Poi arrivò il boom. Anche la caccia cambiò pelle. Fucile nuovo, sempre più spesso automatico, caccia al passo, le tortore all'apertura, i colombacci, il padule. Sicuramente, il padule, un mondo magico. Albe incantate, fuori dal tempo. Fatto ancor più di sacrifici, freddo, acqua, vento, bufera. Competenza. Gli stampi da mettere in posizione. Le anatre da richiamo, occhi attenti al minimo frullo in lontananza, accovacciati nella botte, per lanciare bene il volantino. La sintonia col compagno per alzarti al momento giusto senza rubarsi la fucilata. Il recupero col barchino. Lo spadulare col cane, a giorno, in cerca di gallinelle e porciglioni.
La liturgia casalinga, le cartucce, caricate a una a una, tutti gli strumenti in ordine, le bilancine, i misurini, le dosi a seconda del tipo di polvere, le borre, la consistenza dei pallini, cinque-sei per le anatre, sette per i colombacci, dieci per i tordi, undici per i fringuelli, le allodole. Le allodole. Una festa. Prima con la civetta, o col Macaco, quell'attrezzo a specchietti che facevi girare con una lunga corda, e quelle credulone curavano a branchi, come ammaliate. Poi con i richiami in gabbia, e le allodole alla stecca, che facevi frullare appena ne avvistavi nei dintorni. Era davvero una festa. Al tempo giusto le trovavi in tutti i coltivi della piana. A mano che mano che passava il tempo, però, ti dovevi spostare sempre più a sud. Nelle maremme, prima toscane poi laziali, in Campania, in Calabria. E i colombacci in Sardegna, i tordi in Puglia, le beccacce sul Gargano. O in Jugoslavia. Eravamo diventati cittadini del mondo senza saperlo. Alla ricerca di un mistero che ancora oggi ci avvolge.

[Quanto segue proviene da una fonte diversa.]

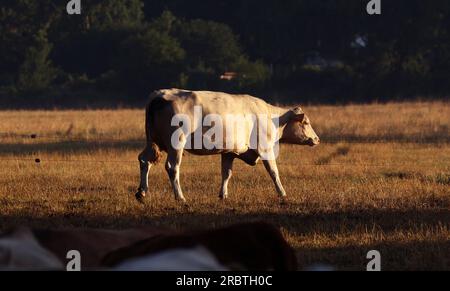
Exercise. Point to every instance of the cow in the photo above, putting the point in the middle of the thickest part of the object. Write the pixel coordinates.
(166, 133)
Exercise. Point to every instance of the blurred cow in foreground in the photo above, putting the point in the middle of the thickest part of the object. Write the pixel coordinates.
(212, 123)
(251, 246)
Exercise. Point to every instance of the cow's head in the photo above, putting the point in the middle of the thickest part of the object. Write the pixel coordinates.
(298, 129)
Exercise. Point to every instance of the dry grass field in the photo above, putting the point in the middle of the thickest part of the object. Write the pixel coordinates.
(379, 180)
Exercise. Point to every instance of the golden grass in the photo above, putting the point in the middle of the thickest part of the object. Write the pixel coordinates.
(379, 180)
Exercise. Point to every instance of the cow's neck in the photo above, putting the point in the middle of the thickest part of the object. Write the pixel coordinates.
(284, 117)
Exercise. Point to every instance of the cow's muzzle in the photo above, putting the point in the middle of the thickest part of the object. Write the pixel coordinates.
(313, 141)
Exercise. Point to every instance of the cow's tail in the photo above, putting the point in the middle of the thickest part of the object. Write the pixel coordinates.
(153, 152)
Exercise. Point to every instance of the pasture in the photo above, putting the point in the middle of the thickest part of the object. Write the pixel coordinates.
(379, 180)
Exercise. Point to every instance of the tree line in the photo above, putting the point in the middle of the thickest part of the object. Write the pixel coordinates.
(287, 51)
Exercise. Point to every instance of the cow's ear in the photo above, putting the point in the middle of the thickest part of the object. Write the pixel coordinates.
(298, 114)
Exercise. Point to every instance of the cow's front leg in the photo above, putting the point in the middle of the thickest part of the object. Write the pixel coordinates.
(145, 166)
(173, 170)
(227, 170)
(271, 167)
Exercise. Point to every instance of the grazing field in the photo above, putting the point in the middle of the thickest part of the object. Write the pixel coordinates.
(379, 180)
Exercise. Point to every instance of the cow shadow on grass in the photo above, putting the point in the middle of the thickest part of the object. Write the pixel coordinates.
(65, 147)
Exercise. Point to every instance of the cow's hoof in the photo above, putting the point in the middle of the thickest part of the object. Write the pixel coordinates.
(140, 196)
(182, 200)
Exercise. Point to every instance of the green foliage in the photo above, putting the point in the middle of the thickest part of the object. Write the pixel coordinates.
(150, 60)
(209, 44)
(124, 46)
(110, 14)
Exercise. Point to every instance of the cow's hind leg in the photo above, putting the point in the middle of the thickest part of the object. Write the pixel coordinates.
(271, 167)
(148, 156)
(227, 170)
(173, 170)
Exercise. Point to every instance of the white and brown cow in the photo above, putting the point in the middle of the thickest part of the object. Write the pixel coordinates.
(230, 125)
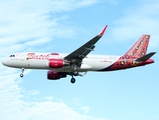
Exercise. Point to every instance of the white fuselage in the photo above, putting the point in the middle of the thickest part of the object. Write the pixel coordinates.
(34, 60)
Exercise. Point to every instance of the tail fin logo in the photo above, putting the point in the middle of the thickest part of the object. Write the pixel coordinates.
(139, 49)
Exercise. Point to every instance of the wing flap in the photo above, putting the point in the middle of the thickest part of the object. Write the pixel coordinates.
(84, 50)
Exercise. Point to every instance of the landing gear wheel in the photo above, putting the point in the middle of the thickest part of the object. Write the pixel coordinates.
(21, 75)
(73, 80)
(75, 73)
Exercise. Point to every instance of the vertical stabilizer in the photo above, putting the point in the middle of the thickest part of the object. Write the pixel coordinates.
(139, 49)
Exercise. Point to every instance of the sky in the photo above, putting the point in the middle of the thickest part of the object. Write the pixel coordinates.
(62, 26)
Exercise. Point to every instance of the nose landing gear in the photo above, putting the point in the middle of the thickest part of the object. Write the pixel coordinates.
(21, 75)
(73, 80)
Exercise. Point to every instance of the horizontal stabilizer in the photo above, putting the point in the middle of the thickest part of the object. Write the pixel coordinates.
(146, 57)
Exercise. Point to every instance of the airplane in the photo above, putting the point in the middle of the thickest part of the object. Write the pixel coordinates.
(59, 65)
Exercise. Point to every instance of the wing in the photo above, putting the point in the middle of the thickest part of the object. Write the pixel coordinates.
(77, 56)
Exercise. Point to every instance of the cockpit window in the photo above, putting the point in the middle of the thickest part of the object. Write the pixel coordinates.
(12, 55)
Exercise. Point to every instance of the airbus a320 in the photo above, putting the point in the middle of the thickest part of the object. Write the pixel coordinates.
(59, 65)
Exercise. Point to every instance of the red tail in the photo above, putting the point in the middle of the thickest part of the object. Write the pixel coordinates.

Oggi. Oggi è ancora diverso. Siamo consapevoli di questo nostro potere di annullare le distanze. Sicuramente ci siamo fatti un'idea più precisa del meraviglioso fenomeno della migrazione. Del perchè e del percome questi stupendi esseri che riempiono i nostri pensieri si muovono, crescono, calano, legati come sono alle trasformazioni dell'ambiente. Alla distruzione dell'ambiente, così come l'avevamo visto noi da ragazzi. Siamo pieni di scartoffie, di regole, di strumenti diabolici per muoverci, per non incappare in errori che ci potrebbero procurare spiacevoli esperienze, quando un tempo bastava il porto d'armi, lo schioppo in spalla, una mela in tasca, una borraccia, la cartuccera piena e una valigia di sogni.
Nostalgie? Rimpianti? Vedete voi. Io, finchè le gambe mi reggono, la testa funziona e l'occhio è vigile continuerò a calcare i miei amati sentieri.